Prima che il clero di Roma potesse prendere una decisione repressiva, si ebbe il tragico epilogo della vicenda in un villaggio nei pressi di Nîmes, Saint Gilles, in un giorno di Venerdì Santo. Si ignora l'anno preciso, ma con ogni probabilità l'evento si colloca tra il 1132 e il 1139. La popolazione che pure in precedenza aveva acclamato Pietro di Bruis, forse presa da timore superstizioso a causa dei suoi eccessi, lo catturò e lo gettò in uno dei suoi roghi di croci. La sua eredità non andò comunque dispersa: di lì a poco un ex monaco, Enrico di Losanna, l'avrebbe ripresa con successo, pur senza ricorrere a provocazioni tanto estreme. 

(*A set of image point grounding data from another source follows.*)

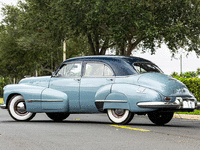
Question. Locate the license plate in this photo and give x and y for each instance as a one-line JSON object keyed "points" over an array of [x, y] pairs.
{"points": [[188, 104]]}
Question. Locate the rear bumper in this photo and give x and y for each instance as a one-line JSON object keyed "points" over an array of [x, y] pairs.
{"points": [[3, 106], [179, 105]]}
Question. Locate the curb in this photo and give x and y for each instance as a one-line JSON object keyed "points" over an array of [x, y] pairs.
{"points": [[185, 116]]}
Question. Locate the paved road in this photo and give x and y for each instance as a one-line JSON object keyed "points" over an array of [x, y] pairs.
{"points": [[95, 131]]}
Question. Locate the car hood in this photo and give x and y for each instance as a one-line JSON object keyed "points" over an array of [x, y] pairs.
{"points": [[36, 81], [164, 84]]}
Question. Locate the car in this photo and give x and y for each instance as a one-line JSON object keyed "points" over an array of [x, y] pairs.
{"points": [[120, 86]]}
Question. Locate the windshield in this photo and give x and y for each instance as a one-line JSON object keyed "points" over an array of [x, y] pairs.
{"points": [[144, 67]]}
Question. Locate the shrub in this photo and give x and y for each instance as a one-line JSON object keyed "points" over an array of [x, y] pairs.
{"points": [[193, 84]]}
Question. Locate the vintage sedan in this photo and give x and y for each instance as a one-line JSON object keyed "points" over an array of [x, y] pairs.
{"points": [[117, 85]]}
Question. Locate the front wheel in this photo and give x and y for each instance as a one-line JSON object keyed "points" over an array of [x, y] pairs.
{"points": [[57, 116], [120, 116], [160, 118], [17, 109]]}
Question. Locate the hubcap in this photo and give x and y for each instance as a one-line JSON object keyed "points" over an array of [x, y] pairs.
{"points": [[20, 108], [118, 113]]}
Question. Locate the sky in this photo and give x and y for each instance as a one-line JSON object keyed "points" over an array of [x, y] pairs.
{"points": [[162, 57]]}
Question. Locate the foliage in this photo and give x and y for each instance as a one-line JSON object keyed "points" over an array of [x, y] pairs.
{"points": [[189, 74], [30, 41], [128, 24], [191, 80], [193, 84]]}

Come si può vedere, le caratteristiche della dottrina petrobrusiana mostrano qualche influenza bogomile, ma non vi è presente alcun elemento dualista. Non si ha traccia di docetismo: secondo Pietro di Bruis, Cristo patì veramente nella carne. Il suo odio verso la croce è l'odio verso lo strumento di un tormento reale. Manca del tutto la condanna del matrimonio, dell'accoppiamento e della procreazione: i monaci vengono fatti sposare con la forza. Manca del tutto ogni riferimento al consumo di carne come male: tale alimento viene arrostito e mangiato il Venerdì Santo dallo stesso Pietro senza alcun senso di colpa. Allo stesso modo non si trova traccia dell'attribuzione della creazione materiale a Satana e della natura malvagia di tutta la materia.  

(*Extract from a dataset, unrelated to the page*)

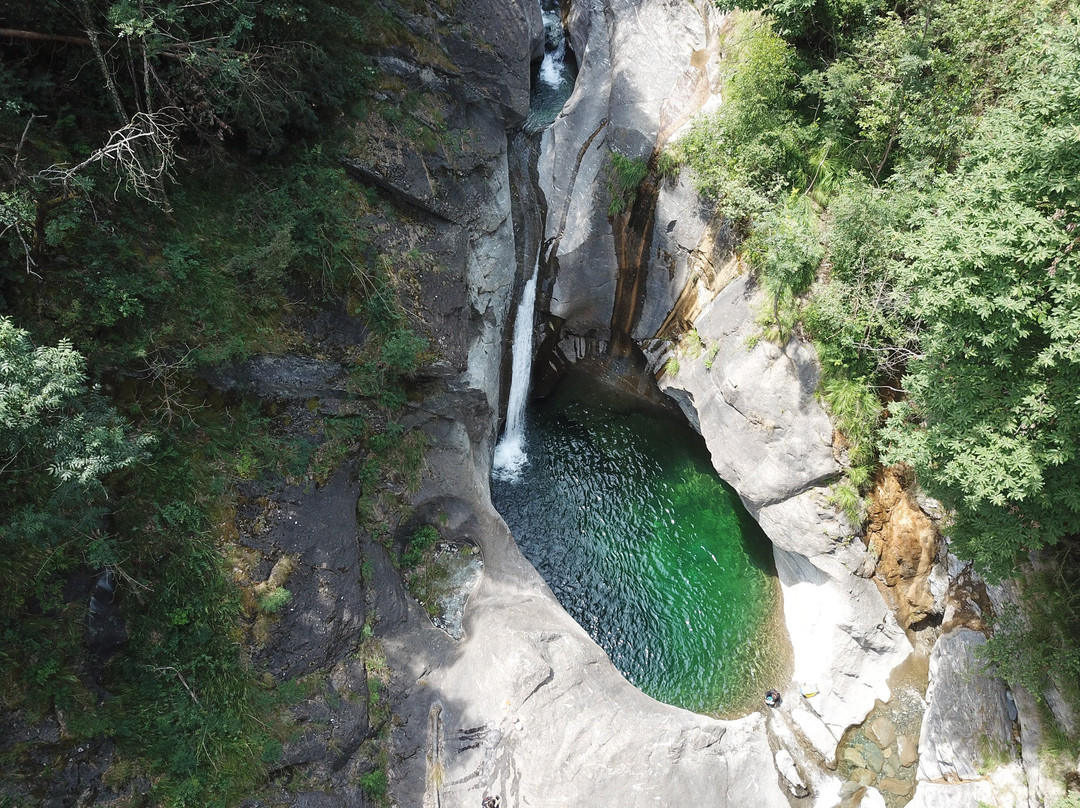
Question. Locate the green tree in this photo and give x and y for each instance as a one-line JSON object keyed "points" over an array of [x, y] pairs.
{"points": [[991, 421], [58, 442]]}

Si noti anche che le regioni comprese tra il Rodano e le Alpi, ossia la Provenza propriamente detta, furono toccate solo marginalmente dal Catarismo nei decenni successivi. Se le connessioni tra il movimento petrobrusiano e la religione dei Buoni Uomini sono labili, è invece molto probabile un'influenza dell'iconoclasmo di Claudio di Torino


Chiunque abbia dimestichezza con la storia della Riforma Protestante noterà una somiglianza o addirittura quasi un'identità tra le idee del predicatore di Bruis e gli insegnamenti caratteristici di Lutero, Calvino e altri riformatori nel XVI secolo. I metodi violenti e teatrali non saranno ripresi, ma il concetto di Salvezza individuale senza intermediari ecclesiastici giocherà un ruolo molto importante nella storia dell'intero continente europeo.